Mini Crit: Katamari Forever

It turns out that when you’ve not been able to play the games you wanted to write blog posts about because you’ve spent the week playing a different game, you should write a blog post about that instead. Logic! With that startling revelation comes a new featurette, Mini Crits: shorter posts about games that, while good, don’t need huge walls of text devoted to them.
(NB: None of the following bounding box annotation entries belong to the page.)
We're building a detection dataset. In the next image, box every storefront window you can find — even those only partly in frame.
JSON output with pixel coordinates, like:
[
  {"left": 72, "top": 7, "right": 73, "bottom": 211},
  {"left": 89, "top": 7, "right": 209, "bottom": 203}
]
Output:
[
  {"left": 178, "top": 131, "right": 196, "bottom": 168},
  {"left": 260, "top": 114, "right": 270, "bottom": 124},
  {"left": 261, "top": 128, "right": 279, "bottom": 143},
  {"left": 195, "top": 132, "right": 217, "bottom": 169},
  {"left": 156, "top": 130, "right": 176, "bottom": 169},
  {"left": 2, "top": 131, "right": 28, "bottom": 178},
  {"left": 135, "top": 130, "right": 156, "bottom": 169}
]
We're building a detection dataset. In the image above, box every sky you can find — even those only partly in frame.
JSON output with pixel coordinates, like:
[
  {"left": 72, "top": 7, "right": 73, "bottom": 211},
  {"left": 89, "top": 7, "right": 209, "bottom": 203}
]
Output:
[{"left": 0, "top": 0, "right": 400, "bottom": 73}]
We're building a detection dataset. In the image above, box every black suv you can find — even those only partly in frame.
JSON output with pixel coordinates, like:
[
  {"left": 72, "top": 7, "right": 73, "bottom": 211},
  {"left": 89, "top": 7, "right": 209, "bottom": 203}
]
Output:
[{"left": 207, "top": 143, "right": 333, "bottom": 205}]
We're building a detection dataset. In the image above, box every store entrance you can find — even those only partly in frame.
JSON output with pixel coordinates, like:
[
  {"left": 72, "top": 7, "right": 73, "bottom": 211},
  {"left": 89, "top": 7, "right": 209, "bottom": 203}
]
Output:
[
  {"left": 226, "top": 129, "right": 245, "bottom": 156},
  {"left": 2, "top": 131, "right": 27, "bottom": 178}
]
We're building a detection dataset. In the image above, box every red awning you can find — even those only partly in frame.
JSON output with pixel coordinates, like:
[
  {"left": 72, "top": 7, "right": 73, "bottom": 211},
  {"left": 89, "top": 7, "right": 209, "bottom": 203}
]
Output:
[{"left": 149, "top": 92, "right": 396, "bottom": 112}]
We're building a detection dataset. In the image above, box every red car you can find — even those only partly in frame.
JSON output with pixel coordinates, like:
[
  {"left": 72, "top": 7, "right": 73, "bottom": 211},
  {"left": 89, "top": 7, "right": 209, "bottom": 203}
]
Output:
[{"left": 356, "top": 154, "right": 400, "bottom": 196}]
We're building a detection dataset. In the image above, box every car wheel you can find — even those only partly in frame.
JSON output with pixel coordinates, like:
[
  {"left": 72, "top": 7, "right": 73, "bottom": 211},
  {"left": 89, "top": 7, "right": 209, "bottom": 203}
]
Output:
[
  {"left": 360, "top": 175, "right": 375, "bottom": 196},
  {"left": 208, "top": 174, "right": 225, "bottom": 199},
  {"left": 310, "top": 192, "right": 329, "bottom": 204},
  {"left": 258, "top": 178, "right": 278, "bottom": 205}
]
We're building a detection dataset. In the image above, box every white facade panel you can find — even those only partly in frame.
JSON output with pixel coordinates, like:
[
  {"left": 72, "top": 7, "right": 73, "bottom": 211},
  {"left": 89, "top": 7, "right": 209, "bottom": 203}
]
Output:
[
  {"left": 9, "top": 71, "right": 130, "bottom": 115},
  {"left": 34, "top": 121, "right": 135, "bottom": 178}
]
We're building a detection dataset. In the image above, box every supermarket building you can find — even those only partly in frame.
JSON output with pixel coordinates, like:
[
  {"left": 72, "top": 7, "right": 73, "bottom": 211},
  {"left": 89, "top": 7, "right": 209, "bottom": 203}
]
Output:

Reviews of Katamari Forever*, the next game in the series that sets you in the role of the son of the King of All Cosmos and tasks you with using a magical ball to roll up items in order to create ‘stars’, seem to have focused on a couple of issues:

You see, for all the silliness, Katamari Damacy was at heart a didactic condemnation of the developed world’s rampant consumerism. Takahashi never wanted to make another Katamari game. Not only had his point been made elegantly by the first game, but also the core idea had been fully explored.

-Simon Parkin, Eurogamer

Rolling a katamari is as charming as ever, but you may have rolled most of these katamaris before.


The first point is easy enough to address: Takahashi made a sequel thus fully opening the doors to the series expansion into a franchise. The second is a little more complex, but in my opinion, still somewhat unfair. Named Katamari Tribute in Japan, Forever is essentially an HD re-make of levels from the previous games. I may be starting to sound like the traditional ‘fanboy railing against the mean journalists’ here, but it seems unfair to criticise KF for re-hashing old levels when it’s entire purpose is a greatest hits of the series to date. You don’t criticise a band’s Best Of compilation for using previously recorded material.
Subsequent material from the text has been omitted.